Scialabba must really like that passage from The Revolt of the Masses, because he quotes it elsewhere, for example in a 1992 piece called "Crowds and Culture." Inspired by a trip to Italy, which was plumb roont by rain and tourists, Scialabba was ambivalent:
Actually, I’m not sure, on reflection, that I want to complain. Perhaps the crowd is even a cause for – guarded – celebration, for a muffled cheer. In theory, after all, the cultural landmarks of Europe are everyone’s heritage. Better a single confused, brief, distant glimpse of them than yet another generation of ignorance for half the population or more. Many of the crowd will have come for no reason they can articulate; but for others, out of a daily round of routine labor and consumption, the trip may be a shy, wistful homage to the higher life. And even if barren for the traveler, the trip may have a residual effect, may water a seed, blow on a spark, transmit a message to a child, neighbor, co-worker.
But there's always a "but":
True … and yet. Something’s not right. It’s not a happy match; the places themselves are, in a sense, frustrated. A half-empty theater or sports stadium is a waste; when they’re full, both performers and audience are exhilarated. But the Farnese Gardens, the Cappella Palatina, the Greek temples of Sicily can only work their magic on a few visitors at a time. And no doubt they would prefer some visitors to others: erudite old friends and ardent neophytes rather than the dutiful, the acquisitive, the ignorant, or the naively curious. ...

Whether active (i.e., reading their guidebook) or passive, few tourists seemed to recognize (I’m speculating, I admit) that there might be any other qualification for being where they were – in the holy places of European culture – than having paid.
Really? The gardens, the chapel, the temples are conscious "holy places" and have preferences about visitors and viewers? Does it, like, hurt them when unworthy eyes are looking at them? And what about the locals who live in those places? Are they properly humble before the cultural treasures that by merest chance of birth they live among? Should those treasures be reserved for the truly wise ones who can appreciate them, and the oxlike locals shut out?

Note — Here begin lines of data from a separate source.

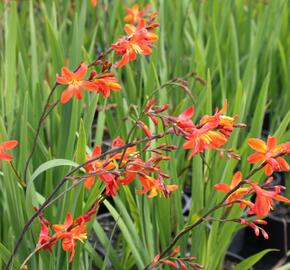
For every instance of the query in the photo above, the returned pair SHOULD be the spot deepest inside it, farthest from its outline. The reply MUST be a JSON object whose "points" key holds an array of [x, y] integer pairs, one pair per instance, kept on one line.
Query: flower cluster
{"points": [[211, 132], [68, 232], [269, 153], [124, 163], [139, 40], [124, 166]]}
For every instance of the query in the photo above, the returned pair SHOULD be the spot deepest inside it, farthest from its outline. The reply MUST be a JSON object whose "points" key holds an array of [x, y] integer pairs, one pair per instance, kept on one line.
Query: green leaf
{"points": [[250, 261], [51, 164]]}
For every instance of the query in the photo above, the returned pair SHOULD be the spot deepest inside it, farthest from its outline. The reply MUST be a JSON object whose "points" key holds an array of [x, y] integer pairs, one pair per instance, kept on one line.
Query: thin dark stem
{"points": [[20, 180], [205, 215], [40, 122], [66, 178]]}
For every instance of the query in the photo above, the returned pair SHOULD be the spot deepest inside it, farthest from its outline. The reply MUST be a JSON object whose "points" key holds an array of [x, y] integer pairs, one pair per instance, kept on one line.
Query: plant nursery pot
{"points": [[231, 260], [278, 228]]}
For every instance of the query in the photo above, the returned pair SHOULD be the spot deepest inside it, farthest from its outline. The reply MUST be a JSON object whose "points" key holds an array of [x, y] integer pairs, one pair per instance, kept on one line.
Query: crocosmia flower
{"points": [[74, 82], [69, 234], [238, 194], [265, 199], [268, 153], [212, 131], [106, 82], [8, 145], [139, 41], [134, 14], [155, 186]]}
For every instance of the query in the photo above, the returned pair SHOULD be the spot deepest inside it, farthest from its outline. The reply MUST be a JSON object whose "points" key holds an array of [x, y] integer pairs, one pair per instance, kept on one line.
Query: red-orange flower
{"points": [[69, 234], [211, 133], [238, 194], [224, 123], [135, 14], [74, 82], [155, 186], [104, 83], [103, 167], [264, 199], [138, 41], [268, 153], [94, 3], [7, 146], [203, 138]]}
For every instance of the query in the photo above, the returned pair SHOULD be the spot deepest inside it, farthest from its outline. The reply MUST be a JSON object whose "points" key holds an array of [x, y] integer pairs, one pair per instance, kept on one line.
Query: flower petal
{"points": [[81, 72], [257, 145], [256, 157]]}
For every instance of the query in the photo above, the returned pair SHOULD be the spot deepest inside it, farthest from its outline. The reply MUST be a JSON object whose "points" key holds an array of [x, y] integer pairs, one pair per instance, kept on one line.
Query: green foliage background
{"points": [[241, 48]]}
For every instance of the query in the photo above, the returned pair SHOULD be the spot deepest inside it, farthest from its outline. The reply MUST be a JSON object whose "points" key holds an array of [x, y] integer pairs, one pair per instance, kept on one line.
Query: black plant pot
{"points": [[278, 229]]}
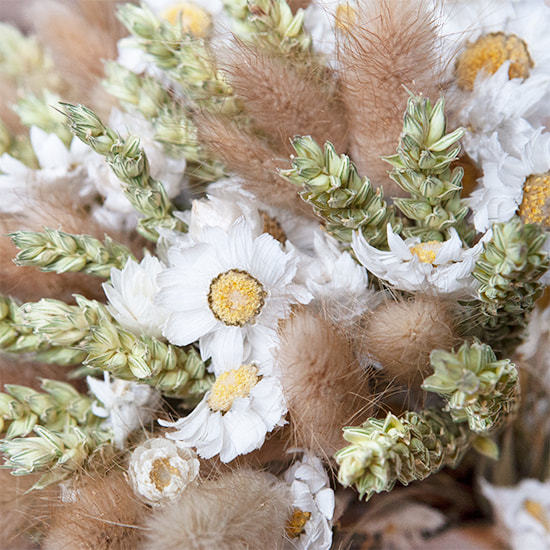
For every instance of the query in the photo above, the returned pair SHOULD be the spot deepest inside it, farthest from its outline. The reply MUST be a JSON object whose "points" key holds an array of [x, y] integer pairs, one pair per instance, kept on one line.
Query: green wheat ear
{"points": [[345, 201]]}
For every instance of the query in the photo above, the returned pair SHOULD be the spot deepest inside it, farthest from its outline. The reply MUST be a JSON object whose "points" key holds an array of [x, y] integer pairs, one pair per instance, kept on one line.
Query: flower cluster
{"points": [[262, 232]]}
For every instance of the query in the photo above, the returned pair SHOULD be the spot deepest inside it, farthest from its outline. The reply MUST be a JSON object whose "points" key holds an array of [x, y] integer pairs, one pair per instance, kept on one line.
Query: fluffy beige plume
{"points": [[80, 35], [323, 383], [23, 514], [103, 514], [400, 335], [286, 100], [251, 158], [239, 510], [388, 44]]}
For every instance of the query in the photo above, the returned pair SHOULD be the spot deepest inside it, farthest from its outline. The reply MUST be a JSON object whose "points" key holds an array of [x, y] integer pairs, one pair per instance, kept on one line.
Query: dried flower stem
{"points": [[406, 448], [333, 187], [129, 163], [61, 252], [173, 126], [478, 388], [186, 59], [89, 328], [421, 167], [509, 270], [17, 337]]}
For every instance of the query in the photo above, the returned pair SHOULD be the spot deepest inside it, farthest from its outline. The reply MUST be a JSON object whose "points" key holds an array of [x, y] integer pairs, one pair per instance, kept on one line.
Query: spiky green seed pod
{"points": [[405, 449], [22, 408], [478, 388], [173, 126], [89, 328], [129, 163], [24, 61], [333, 187], [57, 454], [508, 270], [185, 58], [172, 370], [17, 337], [271, 25], [39, 111], [421, 167], [53, 250]]}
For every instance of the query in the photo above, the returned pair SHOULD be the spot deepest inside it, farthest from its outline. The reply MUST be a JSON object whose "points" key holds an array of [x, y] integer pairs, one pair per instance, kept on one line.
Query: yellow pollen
{"points": [[235, 297], [296, 524], [193, 19], [232, 384], [537, 511], [427, 251], [535, 206], [345, 16], [488, 53], [162, 472]]}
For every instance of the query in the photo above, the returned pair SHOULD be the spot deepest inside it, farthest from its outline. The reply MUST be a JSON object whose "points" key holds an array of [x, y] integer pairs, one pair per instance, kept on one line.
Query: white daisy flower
{"points": [[335, 279], [523, 511], [126, 406], [495, 32], [501, 106], [161, 469], [196, 16], [231, 289], [130, 294], [439, 267], [503, 65], [227, 200], [59, 168], [310, 527], [513, 183], [243, 405]]}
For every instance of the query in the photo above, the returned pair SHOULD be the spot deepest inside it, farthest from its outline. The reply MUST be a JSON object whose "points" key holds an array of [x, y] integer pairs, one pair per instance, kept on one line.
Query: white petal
{"points": [[185, 328]]}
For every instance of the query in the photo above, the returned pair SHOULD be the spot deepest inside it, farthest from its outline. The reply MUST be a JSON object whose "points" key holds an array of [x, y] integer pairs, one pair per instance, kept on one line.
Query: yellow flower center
{"points": [[297, 522], [535, 206], [232, 384], [235, 297], [471, 174], [488, 53], [192, 18], [345, 16], [161, 473], [537, 511], [427, 251]]}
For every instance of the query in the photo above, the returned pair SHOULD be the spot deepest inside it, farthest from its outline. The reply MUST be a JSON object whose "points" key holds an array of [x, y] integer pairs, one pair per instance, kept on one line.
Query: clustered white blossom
{"points": [[161, 469], [126, 406], [313, 505], [242, 267]]}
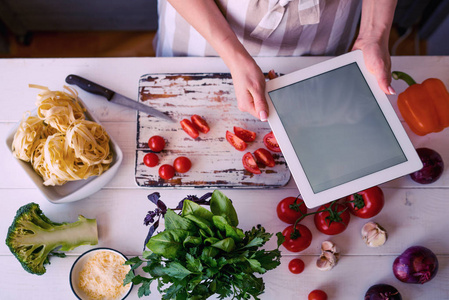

Scialabba then quotes Ortega's by-now familiar lines and comments:
Ortega’s mistake – what made him a conservative – was his assumption that this distinction between high-quality and low-quality human beings, between creative and critical people on the one hand and passive consumers and conformists on the other, was a metaphysical distinction, was just a fact of human nature. He never considered that increasing the number of the responsible, the cultivated, the noble from generation to generation might be possible through a supreme effort of democratic pedagogy. He went, that is, only part of the way with William Morris and Oscar Wilde toward the loftiest conception of socialism yet devised.
It's mighty big of Scialabba to grant that Ortega was wrong in assuming that this distinction "was just a fact of nature," and could be mitigated through "a supreme effort of democratic pedagogy." Once again the missionary impulse to save the proles from themselves raises its head, and there's good historical as well as logical reason to distrust it. Me, I'm not sure that a supreme effort is needed, or even desirable, because I don't know what is the metaphysically correct mindset to bring to "the holy places of European culture", nor do I know how Scialabba could know that all those tourists were motivated purely by commercialism and were unworthy to bring their unclean eyes unto them.

I don't believe in holy places anyway, and many of the glories of European culture were created for "the masses" in the first place. Did they appreciate those treasures in the way Scialabba thinks they should have? (Did London groundlings genuflect at the first performances of Shakespeare's immortal dramas?) It's not for Scialabba, or for me, to decide.